Incorporating Reading and Writing into the Visual Arts

The reason why reading and writing should be included in the visual arts is because students who are learning a particular skill in reading and writing can also mirror that same skill in the visual arts. The action of reading and writing in art creates a bridge between the two seemly isolated subjects.  Students will start to see connections and skills that were mirrored will now become one image.

Visual arts mirror the same skills that students use for reading and writing. The visual arts start with a dot, which forms a line, which forms a shape, which then becomes a picture.  This is the same with the starting with a letter, then a word, then a sentence, then a story. 

 A website that I have put together for visual arts teachers called Incorporating Reading and Writing in the Visual Arts can be found when you click here.  The website is still under construction; however, two wonderful lessons incorporating reading skills and writing tools are used.  The website is also for reading or language arts instructors who would like to have their students use the visual arts in their classroom.
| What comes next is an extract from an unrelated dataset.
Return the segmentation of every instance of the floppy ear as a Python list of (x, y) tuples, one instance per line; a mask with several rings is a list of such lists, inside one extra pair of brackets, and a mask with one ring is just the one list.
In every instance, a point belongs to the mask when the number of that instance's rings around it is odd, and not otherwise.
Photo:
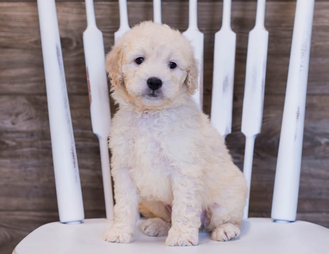
[(108, 77), (113, 88), (123, 85), (123, 79), (121, 73), (122, 48), (119, 45), (112, 47), (111, 51), (106, 56), (105, 67), (108, 72)]
[(185, 84), (187, 87), (187, 90), (191, 95), (193, 95), (197, 89), (198, 76), (199, 70), (198, 69), (198, 63), (195, 58), (193, 56), (191, 57), (190, 64), (187, 70), (187, 76), (185, 80)]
 The print media lesson uses technology also utilizes a skill in looking at print in media and making personal connections.  The Pop Art lesson has students generate and answer their own questions about art.  Students also use a spider web/chart to generate ideas for their own art.

 My students have already completed the print media lesson and the lesson was very successful.  A few more days were needed because the students did not have the experience with the software of Microsoft Publisher or with scanning an image.  I also edited the students work before they printed off a final copy.  This allowed the students to make revisions and move text so that it was in the printing margin.

 Students in my art class are currently in the middle of the Pop Art lesson.  Some students were confused at first when I had them write their own questions and then answer them.  After explaining the idea they were excited to write and answer their own questions about the artwork.